Na verdade, tratamento não é a palavra certa, afinal não estamos lidando com uma pessoa em estado de patologia propriamente dito. Hellen apenas é uma criança, acima de tudo, sem acesso ao mundo por meio dos caminhos usuais que permitem contato com a sociedade, ou seja, é alguém ainda não compreendido. A relação entre a criança e seus parentes pode ser traduzida como uma Aporia, termo explicado pelo Dicionário de Filosofia de Sérgio Biagi Gregório como “uma contradição insolúvel, ou uma dificuldade impossível, para o pensamento”.

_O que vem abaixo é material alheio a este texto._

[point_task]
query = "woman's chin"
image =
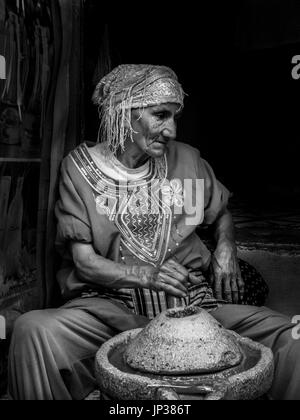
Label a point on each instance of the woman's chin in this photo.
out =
(157, 151)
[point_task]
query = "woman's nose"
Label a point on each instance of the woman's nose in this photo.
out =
(170, 130)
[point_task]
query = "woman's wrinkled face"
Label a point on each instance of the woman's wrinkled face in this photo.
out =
(154, 127)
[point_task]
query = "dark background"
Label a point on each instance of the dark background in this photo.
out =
(235, 65)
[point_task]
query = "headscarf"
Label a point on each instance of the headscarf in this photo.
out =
(130, 87)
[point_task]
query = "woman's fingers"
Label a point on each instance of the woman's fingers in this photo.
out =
(171, 285)
(218, 287)
(227, 289)
(195, 280)
(181, 275)
(241, 287)
(235, 291)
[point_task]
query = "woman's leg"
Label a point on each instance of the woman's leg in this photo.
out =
(52, 352)
(275, 332)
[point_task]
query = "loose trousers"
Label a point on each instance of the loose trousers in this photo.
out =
(52, 352)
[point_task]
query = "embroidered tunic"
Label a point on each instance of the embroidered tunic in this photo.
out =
(136, 217)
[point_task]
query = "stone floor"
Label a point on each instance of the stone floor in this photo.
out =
(268, 236)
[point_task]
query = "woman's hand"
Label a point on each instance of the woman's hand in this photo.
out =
(171, 278)
(226, 275)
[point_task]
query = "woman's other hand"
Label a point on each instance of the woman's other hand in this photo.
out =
(226, 275)
(171, 278)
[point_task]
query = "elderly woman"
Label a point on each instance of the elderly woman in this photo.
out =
(127, 217)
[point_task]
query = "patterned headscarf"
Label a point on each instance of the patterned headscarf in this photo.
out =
(132, 87)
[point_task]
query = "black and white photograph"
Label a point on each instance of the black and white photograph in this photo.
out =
(149, 204)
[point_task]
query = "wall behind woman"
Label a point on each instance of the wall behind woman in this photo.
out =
(241, 111)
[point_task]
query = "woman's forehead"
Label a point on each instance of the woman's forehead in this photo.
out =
(171, 107)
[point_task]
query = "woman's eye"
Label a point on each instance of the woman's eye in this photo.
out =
(160, 115)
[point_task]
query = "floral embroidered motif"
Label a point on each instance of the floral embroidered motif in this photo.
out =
(173, 193)
(138, 210)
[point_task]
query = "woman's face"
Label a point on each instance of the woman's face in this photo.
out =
(154, 128)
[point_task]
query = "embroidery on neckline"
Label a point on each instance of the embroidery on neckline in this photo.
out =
(145, 234)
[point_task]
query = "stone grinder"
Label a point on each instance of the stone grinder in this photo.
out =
(184, 354)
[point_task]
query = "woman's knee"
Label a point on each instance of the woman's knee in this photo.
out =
(33, 323)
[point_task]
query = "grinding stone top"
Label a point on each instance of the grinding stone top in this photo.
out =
(183, 341)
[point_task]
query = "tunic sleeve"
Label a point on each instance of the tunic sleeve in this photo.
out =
(216, 195)
(72, 216)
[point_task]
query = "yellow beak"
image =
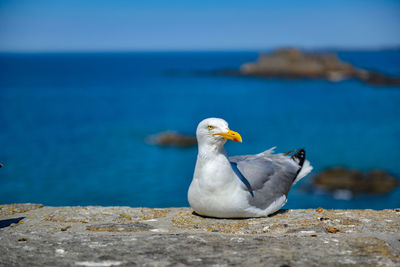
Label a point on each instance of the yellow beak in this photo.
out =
(231, 135)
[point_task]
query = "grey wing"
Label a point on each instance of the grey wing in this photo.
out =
(269, 176)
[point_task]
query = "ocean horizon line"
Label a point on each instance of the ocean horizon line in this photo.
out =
(215, 50)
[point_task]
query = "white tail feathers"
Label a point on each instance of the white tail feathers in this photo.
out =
(306, 169)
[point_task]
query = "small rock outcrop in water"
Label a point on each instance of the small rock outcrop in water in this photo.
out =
(292, 63)
(172, 138)
(374, 182)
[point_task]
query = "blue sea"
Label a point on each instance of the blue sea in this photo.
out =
(73, 125)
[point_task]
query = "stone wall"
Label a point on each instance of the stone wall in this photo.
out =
(34, 235)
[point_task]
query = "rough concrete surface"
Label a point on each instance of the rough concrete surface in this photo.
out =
(34, 235)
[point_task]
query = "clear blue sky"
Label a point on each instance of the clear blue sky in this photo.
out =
(115, 25)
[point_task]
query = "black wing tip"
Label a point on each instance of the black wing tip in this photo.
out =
(300, 156)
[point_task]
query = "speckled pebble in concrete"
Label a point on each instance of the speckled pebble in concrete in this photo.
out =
(33, 235)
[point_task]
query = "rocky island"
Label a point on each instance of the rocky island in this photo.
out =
(37, 235)
(293, 63)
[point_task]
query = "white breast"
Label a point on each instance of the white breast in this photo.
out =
(215, 190)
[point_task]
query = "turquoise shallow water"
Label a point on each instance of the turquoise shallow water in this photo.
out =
(72, 126)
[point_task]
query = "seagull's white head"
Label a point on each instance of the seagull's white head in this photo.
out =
(215, 132)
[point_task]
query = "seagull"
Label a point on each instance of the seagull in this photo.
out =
(241, 186)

Na história, os pais não conseguem se conectar de forma lúcida com a própria filha, e vice-versa. Dessa forma, a missão de Anne é justamente encontrar esses “poros”, tatear essas brechas que a permitam mergulhar no universo interior da criança e capacitá-la para dialogar com o mundo além de suas paredes misteriosas. Para isso, ela faz uso de técnicas pedagógicas no intuito de impulsionar habilidades úteis ao desenvolvimento da menina e para reintegrá-la ao convívio com sua família.
Com o amadurecimento da garota e, consequentemente, o desabrochar de sua capacidade comunicativa e de convivência social, sofridamente procurados por Anne Sullivan, ocorre o que podemos chamar de rompimento do efeito Impressionista. De longe, os quadros de autores como Claude Monet e Vincent Van Gogh parecem mostrar uma dada percepção da realidade, como uma paisagem. Quando próximas de nós, as imagens ficam desfocadas, transformam-se em pontos pequenos que, ao serem amontoados em torno de si, constroem um desenho, que no fundo é apenas uma miragem. Nada é o que é quando estamos acostumados a basear nossa visão de mundo apenas em impressões.

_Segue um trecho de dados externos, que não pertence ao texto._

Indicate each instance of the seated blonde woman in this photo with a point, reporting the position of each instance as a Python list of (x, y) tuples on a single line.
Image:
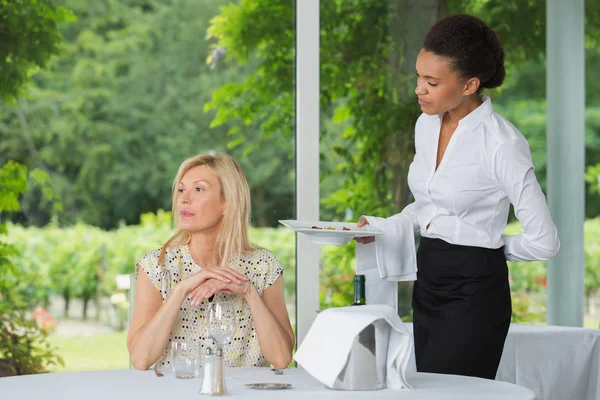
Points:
[(210, 255)]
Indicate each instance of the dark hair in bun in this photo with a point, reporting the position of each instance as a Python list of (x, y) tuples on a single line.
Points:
[(471, 45)]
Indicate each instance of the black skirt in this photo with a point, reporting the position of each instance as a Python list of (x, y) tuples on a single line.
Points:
[(462, 308)]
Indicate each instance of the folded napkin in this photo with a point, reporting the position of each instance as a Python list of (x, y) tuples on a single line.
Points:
[(325, 349), (391, 258)]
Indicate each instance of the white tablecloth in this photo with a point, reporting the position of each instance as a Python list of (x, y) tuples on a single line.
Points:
[(133, 385), (556, 363)]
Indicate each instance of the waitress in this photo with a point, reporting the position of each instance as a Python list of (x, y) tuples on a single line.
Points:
[(470, 165)]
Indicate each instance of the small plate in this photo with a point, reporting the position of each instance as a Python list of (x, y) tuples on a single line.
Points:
[(332, 233), (269, 386)]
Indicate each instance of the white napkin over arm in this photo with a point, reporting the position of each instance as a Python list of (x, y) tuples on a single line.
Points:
[(390, 259), (325, 349)]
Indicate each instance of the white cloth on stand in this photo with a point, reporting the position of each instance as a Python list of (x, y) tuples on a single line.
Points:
[(390, 259), (325, 349)]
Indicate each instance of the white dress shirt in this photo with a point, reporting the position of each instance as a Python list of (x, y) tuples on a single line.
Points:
[(487, 165)]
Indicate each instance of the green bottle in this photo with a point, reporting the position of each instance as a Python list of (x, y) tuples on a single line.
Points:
[(359, 290)]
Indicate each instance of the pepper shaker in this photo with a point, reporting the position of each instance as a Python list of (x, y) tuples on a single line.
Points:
[(209, 372)]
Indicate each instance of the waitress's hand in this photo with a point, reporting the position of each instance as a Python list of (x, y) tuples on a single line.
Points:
[(362, 221)]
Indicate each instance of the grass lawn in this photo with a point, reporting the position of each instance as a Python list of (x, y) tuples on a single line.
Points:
[(86, 353)]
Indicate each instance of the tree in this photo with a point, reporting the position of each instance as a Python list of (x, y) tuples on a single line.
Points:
[(367, 54), (30, 36), (115, 115)]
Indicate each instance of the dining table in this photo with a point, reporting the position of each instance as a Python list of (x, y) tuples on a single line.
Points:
[(132, 384)]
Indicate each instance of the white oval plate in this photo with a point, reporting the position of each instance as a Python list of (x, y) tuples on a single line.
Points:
[(331, 233), (269, 386)]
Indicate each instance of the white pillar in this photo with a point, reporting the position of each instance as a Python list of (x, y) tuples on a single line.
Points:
[(566, 157), (307, 161)]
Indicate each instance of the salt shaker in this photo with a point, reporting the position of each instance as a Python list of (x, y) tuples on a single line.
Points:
[(219, 385), (209, 372)]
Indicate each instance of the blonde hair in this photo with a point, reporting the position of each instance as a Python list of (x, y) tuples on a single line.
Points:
[(232, 239)]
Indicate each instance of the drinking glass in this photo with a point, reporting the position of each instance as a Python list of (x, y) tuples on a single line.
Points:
[(221, 322), (186, 359)]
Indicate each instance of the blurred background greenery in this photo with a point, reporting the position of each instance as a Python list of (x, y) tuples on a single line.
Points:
[(103, 99)]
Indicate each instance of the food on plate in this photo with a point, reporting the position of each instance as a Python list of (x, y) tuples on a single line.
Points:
[(330, 228)]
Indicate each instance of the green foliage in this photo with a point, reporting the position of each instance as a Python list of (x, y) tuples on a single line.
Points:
[(83, 261), (113, 117), (30, 36), (23, 345)]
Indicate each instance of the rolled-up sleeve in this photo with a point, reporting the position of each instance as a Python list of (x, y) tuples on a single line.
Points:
[(514, 171)]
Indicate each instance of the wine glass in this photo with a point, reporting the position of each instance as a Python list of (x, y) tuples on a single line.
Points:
[(221, 322)]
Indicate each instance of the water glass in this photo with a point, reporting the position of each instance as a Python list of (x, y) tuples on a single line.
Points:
[(186, 359), (221, 322)]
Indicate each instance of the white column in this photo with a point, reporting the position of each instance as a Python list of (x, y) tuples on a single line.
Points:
[(307, 161), (566, 157)]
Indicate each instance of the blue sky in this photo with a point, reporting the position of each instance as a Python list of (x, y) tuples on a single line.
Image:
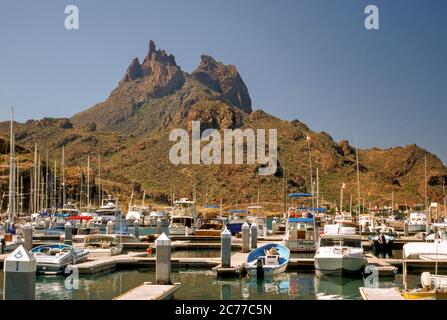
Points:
[(310, 60)]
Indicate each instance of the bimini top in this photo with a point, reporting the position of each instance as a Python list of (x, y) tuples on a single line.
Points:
[(435, 250), (294, 195), (301, 220), (237, 211)]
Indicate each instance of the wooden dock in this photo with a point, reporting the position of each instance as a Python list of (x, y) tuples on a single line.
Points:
[(237, 265), (150, 291), (380, 293)]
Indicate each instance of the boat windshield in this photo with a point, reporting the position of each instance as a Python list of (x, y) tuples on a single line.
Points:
[(182, 221), (346, 242)]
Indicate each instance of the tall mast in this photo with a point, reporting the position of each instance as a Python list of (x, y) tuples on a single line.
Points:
[(46, 181), (318, 190), (39, 186), (88, 182), (443, 192), (358, 176), (81, 174), (99, 178), (35, 185), (63, 176), (11, 208), (425, 183), (55, 184)]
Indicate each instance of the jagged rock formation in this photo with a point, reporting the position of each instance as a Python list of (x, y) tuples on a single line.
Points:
[(130, 130)]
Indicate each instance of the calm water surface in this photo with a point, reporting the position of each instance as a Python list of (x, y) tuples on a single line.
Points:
[(204, 285)]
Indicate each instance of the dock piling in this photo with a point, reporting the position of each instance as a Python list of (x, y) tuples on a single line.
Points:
[(46, 225), (19, 271), (158, 226), (68, 233), (245, 238), (225, 251), (163, 260), (28, 235), (254, 236), (136, 226), (110, 227), (274, 226)]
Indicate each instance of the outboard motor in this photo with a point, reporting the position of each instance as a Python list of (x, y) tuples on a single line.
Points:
[(259, 269)]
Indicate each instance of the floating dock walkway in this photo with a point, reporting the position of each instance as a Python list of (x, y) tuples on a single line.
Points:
[(150, 291), (380, 293)]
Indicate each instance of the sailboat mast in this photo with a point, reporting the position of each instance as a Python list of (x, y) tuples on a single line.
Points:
[(46, 181), (55, 184), (88, 182), (11, 209), (35, 185), (358, 176), (99, 179), (425, 183), (63, 176), (81, 174)]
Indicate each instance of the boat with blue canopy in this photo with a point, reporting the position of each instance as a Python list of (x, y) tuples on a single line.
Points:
[(236, 220), (268, 260)]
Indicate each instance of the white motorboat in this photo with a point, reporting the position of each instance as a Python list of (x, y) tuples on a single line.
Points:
[(340, 253), (159, 215), (300, 232), (54, 258), (184, 218), (417, 222), (256, 215), (109, 211), (103, 245), (10, 242)]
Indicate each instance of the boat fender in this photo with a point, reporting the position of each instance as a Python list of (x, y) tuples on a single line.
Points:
[(426, 280)]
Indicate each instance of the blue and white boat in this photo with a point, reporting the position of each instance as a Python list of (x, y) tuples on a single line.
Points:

Imagine entrar nos sentimentos e aspirações da Hellen. Imagine ter um mundo preso dentro de si e ser visto como um animal indomável e sem direito a sonhos, a ter uma vida relegada ao bloqueio. Ir além da aparente brutalidade da garota para mostrar ao mundo o que a criança realmente é. É justamente esse o mérito de Anne. Sai a impressão. Fica a expressão.

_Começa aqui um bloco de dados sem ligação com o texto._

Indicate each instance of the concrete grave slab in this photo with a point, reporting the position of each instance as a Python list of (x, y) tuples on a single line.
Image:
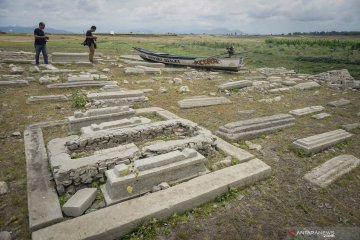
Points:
[(351, 126), (14, 83), (251, 128), (43, 204), (235, 85), (202, 101), (172, 167), (319, 142), (97, 116), (128, 122), (331, 170), (79, 202), (47, 98), (307, 85), (339, 103), (307, 110), (81, 84), (128, 215), (321, 116)]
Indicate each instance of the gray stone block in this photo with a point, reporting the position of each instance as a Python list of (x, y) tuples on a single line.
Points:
[(14, 83), (317, 143), (79, 202), (235, 85), (307, 110), (351, 126), (321, 115), (202, 101), (97, 116), (81, 84), (171, 167), (43, 204), (114, 95), (338, 103), (331, 170), (307, 85), (128, 122), (233, 151), (252, 128), (128, 215), (58, 57), (47, 98)]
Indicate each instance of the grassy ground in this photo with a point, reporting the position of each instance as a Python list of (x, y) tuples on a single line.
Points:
[(264, 211)]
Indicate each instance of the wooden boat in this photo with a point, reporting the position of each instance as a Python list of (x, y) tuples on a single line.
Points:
[(214, 63)]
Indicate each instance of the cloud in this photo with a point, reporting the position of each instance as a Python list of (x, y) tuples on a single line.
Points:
[(183, 15)]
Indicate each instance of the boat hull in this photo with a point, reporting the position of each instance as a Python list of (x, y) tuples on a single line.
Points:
[(215, 63)]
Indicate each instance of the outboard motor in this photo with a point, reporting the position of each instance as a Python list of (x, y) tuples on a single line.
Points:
[(231, 51)]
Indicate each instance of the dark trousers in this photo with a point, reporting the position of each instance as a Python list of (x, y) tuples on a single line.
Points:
[(38, 49)]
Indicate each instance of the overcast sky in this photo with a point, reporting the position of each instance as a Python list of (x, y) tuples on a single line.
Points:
[(185, 16)]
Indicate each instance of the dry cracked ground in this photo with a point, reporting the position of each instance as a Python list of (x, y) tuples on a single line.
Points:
[(266, 210)]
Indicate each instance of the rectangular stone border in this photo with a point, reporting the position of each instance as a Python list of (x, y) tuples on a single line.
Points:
[(121, 218), (42, 163), (43, 202)]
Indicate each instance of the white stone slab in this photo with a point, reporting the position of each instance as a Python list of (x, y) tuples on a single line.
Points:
[(339, 103), (331, 170), (43, 203), (128, 215), (307, 85), (79, 202), (319, 142), (307, 110), (321, 115), (202, 101), (47, 98)]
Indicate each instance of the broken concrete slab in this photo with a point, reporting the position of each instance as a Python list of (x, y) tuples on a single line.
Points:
[(81, 84), (307, 85), (59, 57), (43, 204), (321, 116), (331, 170), (251, 128), (97, 116), (351, 126), (339, 103), (202, 101), (128, 215), (235, 85), (233, 151), (307, 110), (173, 167), (319, 142), (15, 83), (79, 202), (115, 95), (47, 98), (131, 57), (128, 122)]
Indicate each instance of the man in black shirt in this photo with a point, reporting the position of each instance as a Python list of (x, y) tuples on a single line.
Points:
[(90, 41), (40, 43)]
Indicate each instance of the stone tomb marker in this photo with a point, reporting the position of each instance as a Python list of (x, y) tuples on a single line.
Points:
[(307, 110), (202, 101), (317, 143), (251, 128), (331, 170), (173, 166), (79, 202)]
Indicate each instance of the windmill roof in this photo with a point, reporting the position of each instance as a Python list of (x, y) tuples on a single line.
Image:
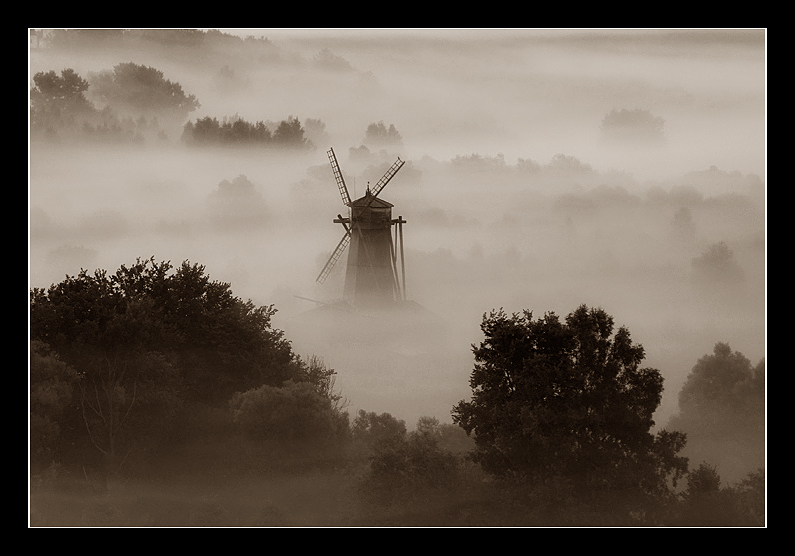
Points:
[(374, 202)]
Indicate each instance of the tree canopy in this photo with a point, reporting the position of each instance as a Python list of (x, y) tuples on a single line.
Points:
[(140, 89), (218, 343), (722, 411), (567, 399)]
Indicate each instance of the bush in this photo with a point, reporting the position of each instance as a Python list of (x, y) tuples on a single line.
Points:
[(296, 412)]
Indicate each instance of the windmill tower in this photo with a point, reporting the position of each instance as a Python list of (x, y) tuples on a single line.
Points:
[(371, 278)]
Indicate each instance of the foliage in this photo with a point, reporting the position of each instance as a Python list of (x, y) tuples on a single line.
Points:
[(290, 134), (634, 125), (232, 132), (294, 413), (235, 131), (59, 108), (722, 411), (568, 399), (706, 504), (376, 431), (52, 385), (237, 204), (146, 340), (139, 89), (405, 465), (716, 266), (378, 135), (216, 342)]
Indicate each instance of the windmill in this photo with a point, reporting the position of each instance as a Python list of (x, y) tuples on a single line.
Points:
[(371, 277)]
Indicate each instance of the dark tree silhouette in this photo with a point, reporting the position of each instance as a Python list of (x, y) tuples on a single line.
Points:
[(568, 400)]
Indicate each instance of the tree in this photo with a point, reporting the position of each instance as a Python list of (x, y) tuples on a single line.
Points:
[(722, 411), (139, 89), (289, 133), (378, 135), (146, 340), (291, 414), (633, 125), (218, 343), (568, 400), (716, 266), (52, 386), (374, 430), (58, 100)]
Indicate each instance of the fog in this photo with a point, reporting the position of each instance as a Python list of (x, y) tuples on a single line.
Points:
[(513, 195)]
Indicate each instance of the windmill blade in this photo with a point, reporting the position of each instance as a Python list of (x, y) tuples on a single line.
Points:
[(386, 177), (332, 158), (340, 249)]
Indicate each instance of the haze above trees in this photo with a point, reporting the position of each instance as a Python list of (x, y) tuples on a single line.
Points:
[(186, 145)]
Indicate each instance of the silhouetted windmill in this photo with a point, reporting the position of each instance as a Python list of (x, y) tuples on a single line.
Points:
[(371, 278)]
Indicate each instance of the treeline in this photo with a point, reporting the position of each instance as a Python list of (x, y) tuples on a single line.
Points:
[(238, 132), (139, 105), (156, 373)]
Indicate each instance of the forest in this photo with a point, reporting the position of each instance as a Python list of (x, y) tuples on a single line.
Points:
[(586, 340)]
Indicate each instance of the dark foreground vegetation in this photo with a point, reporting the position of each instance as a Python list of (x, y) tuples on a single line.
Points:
[(158, 398)]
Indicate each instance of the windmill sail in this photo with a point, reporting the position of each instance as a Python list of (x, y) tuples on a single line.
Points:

Com um roteiro simples, mas muito bem realizado, O Milagre de Anne Sullivan é mais que um filme clássico: é necessário para entender a Comunicação como uma necessidade para existência do homem e o poder revolucionário da Educação na construção de vidas e na melhoria da sociedade, ajudando a igualar oportunidades entre pessoas, a despeito de suas limitações e diferenças. Entender essas diferenças é abrir-se para uma nova vida e, no final de tudo, serão elas que nos tornarão absurdamente iguais.